When a Washington state beauty salon charged Simran Bal $1,900 for training after she quit, she was shocked.
Not only was Bal a licensed esthetician with no need for instruction, she argued that the training was specific to the shop and low quality.
Bal’s story mirrors that of dozens of people and advocates in healthcare, trucking, retail, and other industries who complained recently to U.S. regulators that some companies charge employees who quit large sums of money for training.
Nearly 10% of American workers surveyed in 2020 were covered by a training repayment agreement, said the Cornell Survey Research Institute.
The practice, which critics call Training Repayment Agreement Provisions, or TRAPs, is drawing scrutiny from U.S. regulators and lawmakers.
On Capitol Hill, Senator Sherrod Brown is studying legislative options with an eye toward introducing a bill next year to rein in the practice, a Senate Democratic aide said.
At the state level, attorneys general like Minnesota’s Keith Ellison are assessing how prevalent the practice is and could update guidance.
Ellison told Reuters he would be inclined to oppose reimbursement demands for job-specific instruction while it “could be different” if an employer wanted reimbursement for training for a certification like a commercial driving license that is widely recognized as valuable.

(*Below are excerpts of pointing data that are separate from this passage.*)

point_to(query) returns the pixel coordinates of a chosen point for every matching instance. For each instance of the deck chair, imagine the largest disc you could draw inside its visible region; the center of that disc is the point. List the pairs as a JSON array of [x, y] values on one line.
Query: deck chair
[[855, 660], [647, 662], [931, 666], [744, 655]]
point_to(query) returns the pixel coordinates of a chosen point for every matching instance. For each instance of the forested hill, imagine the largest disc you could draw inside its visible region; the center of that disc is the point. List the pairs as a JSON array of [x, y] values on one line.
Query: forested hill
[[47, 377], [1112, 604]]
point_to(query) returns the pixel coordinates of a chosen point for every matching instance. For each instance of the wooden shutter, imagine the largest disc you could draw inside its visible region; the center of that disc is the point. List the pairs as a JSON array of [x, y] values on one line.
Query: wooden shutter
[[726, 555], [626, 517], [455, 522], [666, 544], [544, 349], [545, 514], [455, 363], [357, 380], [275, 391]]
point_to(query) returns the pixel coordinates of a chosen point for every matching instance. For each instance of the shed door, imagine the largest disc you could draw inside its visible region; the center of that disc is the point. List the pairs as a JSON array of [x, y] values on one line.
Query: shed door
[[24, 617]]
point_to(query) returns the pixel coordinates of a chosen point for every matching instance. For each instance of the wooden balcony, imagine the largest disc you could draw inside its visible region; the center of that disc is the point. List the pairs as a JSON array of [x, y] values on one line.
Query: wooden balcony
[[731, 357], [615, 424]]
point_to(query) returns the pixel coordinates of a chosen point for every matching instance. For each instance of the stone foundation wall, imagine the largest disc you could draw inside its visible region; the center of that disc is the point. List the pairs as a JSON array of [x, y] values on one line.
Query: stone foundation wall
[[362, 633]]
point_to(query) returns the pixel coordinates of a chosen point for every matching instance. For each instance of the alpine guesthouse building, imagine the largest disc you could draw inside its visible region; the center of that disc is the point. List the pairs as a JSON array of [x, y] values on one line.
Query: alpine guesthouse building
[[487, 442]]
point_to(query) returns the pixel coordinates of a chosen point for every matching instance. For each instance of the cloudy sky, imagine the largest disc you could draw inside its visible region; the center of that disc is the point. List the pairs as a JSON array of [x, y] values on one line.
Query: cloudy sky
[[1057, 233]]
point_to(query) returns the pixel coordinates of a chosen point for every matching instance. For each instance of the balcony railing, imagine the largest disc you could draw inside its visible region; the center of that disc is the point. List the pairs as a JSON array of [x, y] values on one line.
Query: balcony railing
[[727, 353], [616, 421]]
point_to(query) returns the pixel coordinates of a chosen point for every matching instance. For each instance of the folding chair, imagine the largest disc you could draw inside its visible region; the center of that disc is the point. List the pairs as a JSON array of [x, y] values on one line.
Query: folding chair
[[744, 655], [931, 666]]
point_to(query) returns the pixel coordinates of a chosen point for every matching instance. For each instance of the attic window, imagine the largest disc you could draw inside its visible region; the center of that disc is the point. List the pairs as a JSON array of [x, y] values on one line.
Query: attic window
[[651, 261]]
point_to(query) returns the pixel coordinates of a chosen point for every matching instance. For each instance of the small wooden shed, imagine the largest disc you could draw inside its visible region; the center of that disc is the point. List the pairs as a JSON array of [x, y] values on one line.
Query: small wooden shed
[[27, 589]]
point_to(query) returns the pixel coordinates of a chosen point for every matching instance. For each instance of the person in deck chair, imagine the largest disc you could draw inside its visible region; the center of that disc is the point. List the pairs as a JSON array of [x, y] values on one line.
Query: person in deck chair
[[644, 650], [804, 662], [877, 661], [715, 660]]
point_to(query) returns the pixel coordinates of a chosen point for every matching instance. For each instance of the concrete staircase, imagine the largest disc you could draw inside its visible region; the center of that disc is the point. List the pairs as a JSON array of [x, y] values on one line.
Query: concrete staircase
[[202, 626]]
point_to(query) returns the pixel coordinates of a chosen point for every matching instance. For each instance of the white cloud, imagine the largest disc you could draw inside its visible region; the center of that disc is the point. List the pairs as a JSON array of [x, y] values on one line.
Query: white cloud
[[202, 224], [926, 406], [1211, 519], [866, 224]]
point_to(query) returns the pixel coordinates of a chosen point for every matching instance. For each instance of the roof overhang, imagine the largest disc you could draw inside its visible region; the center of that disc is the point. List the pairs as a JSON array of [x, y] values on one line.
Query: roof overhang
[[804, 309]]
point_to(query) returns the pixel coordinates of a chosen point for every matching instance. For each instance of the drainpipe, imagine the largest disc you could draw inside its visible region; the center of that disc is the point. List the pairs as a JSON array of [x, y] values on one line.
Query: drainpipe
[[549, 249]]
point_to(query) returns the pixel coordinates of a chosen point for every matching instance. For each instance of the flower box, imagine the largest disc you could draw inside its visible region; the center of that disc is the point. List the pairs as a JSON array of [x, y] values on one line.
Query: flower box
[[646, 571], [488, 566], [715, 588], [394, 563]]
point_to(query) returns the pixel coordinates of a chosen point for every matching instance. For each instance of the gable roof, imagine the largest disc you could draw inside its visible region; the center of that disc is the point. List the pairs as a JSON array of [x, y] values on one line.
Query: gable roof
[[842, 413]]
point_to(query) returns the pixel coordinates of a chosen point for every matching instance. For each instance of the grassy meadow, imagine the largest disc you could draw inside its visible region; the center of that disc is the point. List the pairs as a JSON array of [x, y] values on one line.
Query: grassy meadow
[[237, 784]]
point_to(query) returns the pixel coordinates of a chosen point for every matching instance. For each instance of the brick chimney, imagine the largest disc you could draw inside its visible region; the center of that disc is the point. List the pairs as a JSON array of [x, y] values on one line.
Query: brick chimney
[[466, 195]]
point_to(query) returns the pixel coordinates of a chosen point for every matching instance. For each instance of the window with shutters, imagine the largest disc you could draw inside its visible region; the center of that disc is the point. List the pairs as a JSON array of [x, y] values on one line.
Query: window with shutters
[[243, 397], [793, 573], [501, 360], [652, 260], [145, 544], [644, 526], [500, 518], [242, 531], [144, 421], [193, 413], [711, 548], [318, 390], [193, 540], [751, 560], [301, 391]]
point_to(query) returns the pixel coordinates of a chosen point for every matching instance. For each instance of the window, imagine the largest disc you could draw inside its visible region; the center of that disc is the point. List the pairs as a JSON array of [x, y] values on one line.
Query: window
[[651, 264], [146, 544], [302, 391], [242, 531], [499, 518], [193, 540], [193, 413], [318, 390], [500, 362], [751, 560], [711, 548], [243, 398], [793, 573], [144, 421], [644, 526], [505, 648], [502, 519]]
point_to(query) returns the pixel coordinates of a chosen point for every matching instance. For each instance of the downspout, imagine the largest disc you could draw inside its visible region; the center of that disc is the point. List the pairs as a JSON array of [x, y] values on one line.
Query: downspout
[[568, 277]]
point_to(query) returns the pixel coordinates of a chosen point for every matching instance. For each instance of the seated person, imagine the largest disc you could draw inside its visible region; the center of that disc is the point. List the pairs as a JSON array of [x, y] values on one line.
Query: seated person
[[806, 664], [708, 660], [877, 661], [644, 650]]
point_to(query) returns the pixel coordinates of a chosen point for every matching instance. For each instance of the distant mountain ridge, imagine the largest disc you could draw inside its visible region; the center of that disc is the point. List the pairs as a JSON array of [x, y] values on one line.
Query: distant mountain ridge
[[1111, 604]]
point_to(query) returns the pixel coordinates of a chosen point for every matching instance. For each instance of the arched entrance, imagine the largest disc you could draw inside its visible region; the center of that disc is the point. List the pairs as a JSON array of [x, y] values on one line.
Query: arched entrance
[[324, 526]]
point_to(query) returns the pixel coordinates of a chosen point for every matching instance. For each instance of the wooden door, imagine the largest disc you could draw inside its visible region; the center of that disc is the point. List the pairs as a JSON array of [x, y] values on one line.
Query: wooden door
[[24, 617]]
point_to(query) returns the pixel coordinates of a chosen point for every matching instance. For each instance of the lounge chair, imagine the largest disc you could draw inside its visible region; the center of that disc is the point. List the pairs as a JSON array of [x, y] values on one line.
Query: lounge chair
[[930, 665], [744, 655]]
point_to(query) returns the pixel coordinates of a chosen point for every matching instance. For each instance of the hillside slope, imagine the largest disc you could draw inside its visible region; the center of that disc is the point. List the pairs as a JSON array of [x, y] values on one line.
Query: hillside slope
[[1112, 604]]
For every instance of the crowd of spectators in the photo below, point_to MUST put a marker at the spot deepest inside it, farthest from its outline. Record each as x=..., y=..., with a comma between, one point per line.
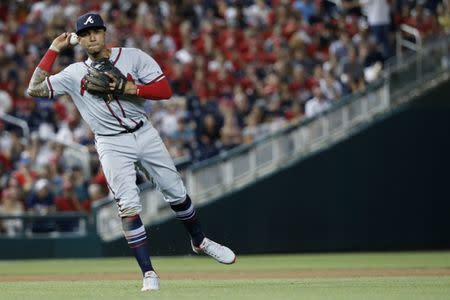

The Consumer Financial Protection Bureau has begun reviewing the practice, while the Justice Department and Federal Trade Commission have received complaints about it.
The use of training agreements is growing even though unemployment is low, which presumably gives workers more power, said Jonathan Harris who teaches at the Loyola Law School Los Angeles.
“Employers are looking for ways to keep their workers from quitting without raising wages or improving working conditions,” said Harris.
The CFPB, which announced in June it was looking into the agreements, has begun to focus on how they may prevent even skilled employees with years of schooling, like nurses, from finding new, better jobs, according to a CFPB official who was not authorized to speak on the record.
“We have heard from workers and worker organizations that the products may be restricting worker mobility,” the official said.
TRAPs have been around in a small way since the late 1980s, primarily in high-wage positions where workers received valuable training. But in recent years the agreements have become more widespread, said Loyola’s Harris.
One critic of the CFPB effort was the National Federation of Independent Business, or NFIB, which said the issue was outside the agency’s authority because it was unrelated to consumer financial products and services.
“(Some state governments) have authority to regulate employer-driven debt. CFPB should defer to those governments, which are closer to the people of the states than the CFPB,” it added.
Nursing and trucking
Bal said she was happy when she was hired by the Oh Sweet salon near Seattle in August 2021.
But she soon found that before she could provide services for clients, and earn more, she was required to attend trainings on such things as sugaring to remove unwanted hair and lash and brow maintenance.
But, she said, the salon owner was slow to schedule the trainings, which would sometimes be postponed or canceled. They were also not informative. Bal described them as “introductory level.” While waiting to complete the training, Bal worked at the front desk, which paid less.
When she quit in October 2021, Bal received a bill for $1,900 for the instruction she did receive. “She was charging me for training for services that I was already licensed in,” said Bal.
Karina Villalta, who runs Oh Sweet LLC, filed a lawsuit in small claims court to recover the money. Court records provided by Bal show the case was dismissed in September by a judge who ruled that Bal did not complete the promised training and owed nothing. Villalta declined requests for comment.
In comments to the CFPB, National Nurses United said they did a survey that found that the agreements are “increasingly ubiquitous in the health care sector,” with new nurses often affected.
The survey found that 589 of the 1,698 nurses surveyed were required to take training programs and 326 of them were required to pay employers if they left before a certain time.
Many nurses said they were not told about the training repayment requirement before beginning work, and that classroom instruction often repeated what they learned in school.
The International Brotherhood of Teamsters said in comments that training repayment demands were “particularly egregious” in commercial trucking. They said firms like CRST and C.R. England train people for a commercial driver’s license but charge more than $6,000 if they leave the company before a certain time. Neither company responded to a request for comment.
The American Trucking Association argues that the license is portable from one employer to another and is required by the government. It urged the CFPB to not characterize it as employer-driven debt.
Steve Viscelli, a sociologist at the University of Pennsylvania who spent six months training and then driving truck, said the issue deserved scrutiny.
“Anytime we have training contracts for low-skilled workers, we should be asking why,” he said. “If you have a good job, you don’t need a training contract. People are going to want to stay.”